Authored by mgorny on Mar 12 2021, 12:04 AM.

Details

Summary

Add a minimal support for the multiprocess extension in lldb-server.
The server indicates support for it via qSupported, and accepts
thread-ids containing a PID. However, the server still supports
debugging only one inferior, so any other PID value results in an error.

Diff Detail

Event Timeline

mgorny created this revision.Mar 12 2021, 12:04 AM
mgorny requested review of this revision.Mar 12 2021, 12:04 AM
mgorny updated this revision to Diff 330225.Mar 12 2021, 6:27 AM
mgorny edited the summary of this revision. (Show Details)
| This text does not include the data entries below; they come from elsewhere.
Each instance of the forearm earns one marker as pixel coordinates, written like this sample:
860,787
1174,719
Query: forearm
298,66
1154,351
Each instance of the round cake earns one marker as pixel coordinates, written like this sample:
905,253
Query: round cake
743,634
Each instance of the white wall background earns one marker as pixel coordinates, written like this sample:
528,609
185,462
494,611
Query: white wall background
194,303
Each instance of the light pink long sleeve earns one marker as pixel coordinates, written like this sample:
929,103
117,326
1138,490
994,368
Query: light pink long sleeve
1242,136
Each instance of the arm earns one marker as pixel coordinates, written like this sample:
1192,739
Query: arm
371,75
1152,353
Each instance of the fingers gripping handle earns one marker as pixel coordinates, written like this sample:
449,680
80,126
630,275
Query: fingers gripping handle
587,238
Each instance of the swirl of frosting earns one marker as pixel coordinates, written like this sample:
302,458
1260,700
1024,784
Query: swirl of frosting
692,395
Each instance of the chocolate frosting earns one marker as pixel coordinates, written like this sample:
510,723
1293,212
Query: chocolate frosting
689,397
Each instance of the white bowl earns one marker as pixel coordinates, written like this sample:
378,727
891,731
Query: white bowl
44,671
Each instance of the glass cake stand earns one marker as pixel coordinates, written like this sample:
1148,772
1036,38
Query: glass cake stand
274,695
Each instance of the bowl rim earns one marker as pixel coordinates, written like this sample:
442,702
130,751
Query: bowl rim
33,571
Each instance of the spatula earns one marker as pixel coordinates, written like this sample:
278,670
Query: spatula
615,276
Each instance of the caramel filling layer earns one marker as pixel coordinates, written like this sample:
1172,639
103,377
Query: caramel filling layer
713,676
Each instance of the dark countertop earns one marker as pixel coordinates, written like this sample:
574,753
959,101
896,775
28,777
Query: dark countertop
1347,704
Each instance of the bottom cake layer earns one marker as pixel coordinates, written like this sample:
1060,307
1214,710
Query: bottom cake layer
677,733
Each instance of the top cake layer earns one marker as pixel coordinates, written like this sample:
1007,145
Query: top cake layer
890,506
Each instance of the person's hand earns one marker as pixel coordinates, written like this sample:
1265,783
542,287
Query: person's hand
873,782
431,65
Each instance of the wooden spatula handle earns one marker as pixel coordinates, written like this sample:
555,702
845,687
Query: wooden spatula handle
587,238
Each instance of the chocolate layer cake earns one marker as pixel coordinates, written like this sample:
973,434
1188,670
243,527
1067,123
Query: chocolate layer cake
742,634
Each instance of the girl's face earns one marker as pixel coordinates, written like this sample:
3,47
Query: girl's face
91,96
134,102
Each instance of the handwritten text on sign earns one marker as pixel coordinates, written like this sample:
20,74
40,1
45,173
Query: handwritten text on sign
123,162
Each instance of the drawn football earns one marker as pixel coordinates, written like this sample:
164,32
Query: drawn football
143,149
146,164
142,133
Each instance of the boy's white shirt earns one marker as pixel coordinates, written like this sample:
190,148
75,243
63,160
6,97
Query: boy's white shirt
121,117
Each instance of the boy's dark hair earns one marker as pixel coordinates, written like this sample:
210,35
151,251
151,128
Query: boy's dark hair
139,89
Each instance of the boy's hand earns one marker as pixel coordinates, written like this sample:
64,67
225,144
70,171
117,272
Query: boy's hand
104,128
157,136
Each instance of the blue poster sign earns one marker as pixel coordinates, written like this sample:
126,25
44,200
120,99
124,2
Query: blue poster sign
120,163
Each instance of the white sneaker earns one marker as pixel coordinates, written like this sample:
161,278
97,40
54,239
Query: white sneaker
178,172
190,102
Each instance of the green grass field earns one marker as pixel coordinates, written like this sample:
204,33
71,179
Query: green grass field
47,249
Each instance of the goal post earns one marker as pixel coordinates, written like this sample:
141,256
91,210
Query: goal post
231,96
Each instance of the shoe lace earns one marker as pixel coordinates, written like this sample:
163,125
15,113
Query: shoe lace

Updated to include multiprocess in qSupported, and proposed how to handle it server-side on the example of H packet. Basically, accept the correct PID of current process, reject anything else (including 0 and -1 that do not make sense for H).

Some initial remarks:

  • the parsing function is clearly gdb-related, so it should go into StringExtractorGDBRemote.h, and not its base class
  • the universalness of the function makes its interface pretty complicated, and bloats the call sites. Its probably good for the lowest layer, but maybe we could make things a lot cleaner if we created some more specialized functions on top of that. For example, most of the code (packets) statically knows whether it can accept -1 or 0 for process or thread ids, so we would benefit from those checks being done in a central place. in particular, until we really start supporting multiple processes, all of the packets will be doing something like if (pid != m_process->pid()) return error(), so we could have a version that accepts a value that *must* be present as the pid field. That would also allow us to mostly abstract away the protocol differences since the caller could just deal with the tid, knowing that the pid (if present) has already been checked.
  • I wouldn't add multiprocess to the qSupported packets just yet. Since this is accepting the extended syntax regardless of whether the other side claimed to support it (there's no hard in doing that, right?), we could flip the switch after all packets have been ported.
lldb/source/Utility/StringExtractor.cpp
375 ↗(On Diff #330225)

I think this would benefit from using more StringRefs (this class is ancient, so it reads very C like), similar to the GetNameColonValue function above. Maybe something like:

llvm::StringRef view = StringRef(m_packet).substr(m_index);
view = view.ltrim();
if (view.consume_front("p")) {
  view = view.ltrim();
  if (view.consume_front("-1") ...
    
}
mgorny updated this revision to Diff 330432.Mar 13 2021, 1:36 AM
mgorny marked an inline comment as done.

Updated utility function to use StringRef and reformatted. Further changes incoming.

  • I wouldn't add multiprocess to the qSupported packets just yet. Since this is accepting the extended syntax regardless of whether the other side claimed to support it (there's no hard in doing that, right?), we could flip the switch after all packets have been ported.

Sure, I have this split into more commits locally, I'll keep `qSupported' last.

mgorny updated this revision to Diff 330435.Mar 13 2021, 2:01 AM

Add a GDBRemoteCommunicationServerLLGS::ReadTid() helper that does appropriate PID verification and constructs error packets.

mgorny updated this revision to Diff 330441.Mar 13 2021, 4:18 AM

Added support for 0 and -1 values in ReadTid() helper, controlled via allow_any and allow_all parameters.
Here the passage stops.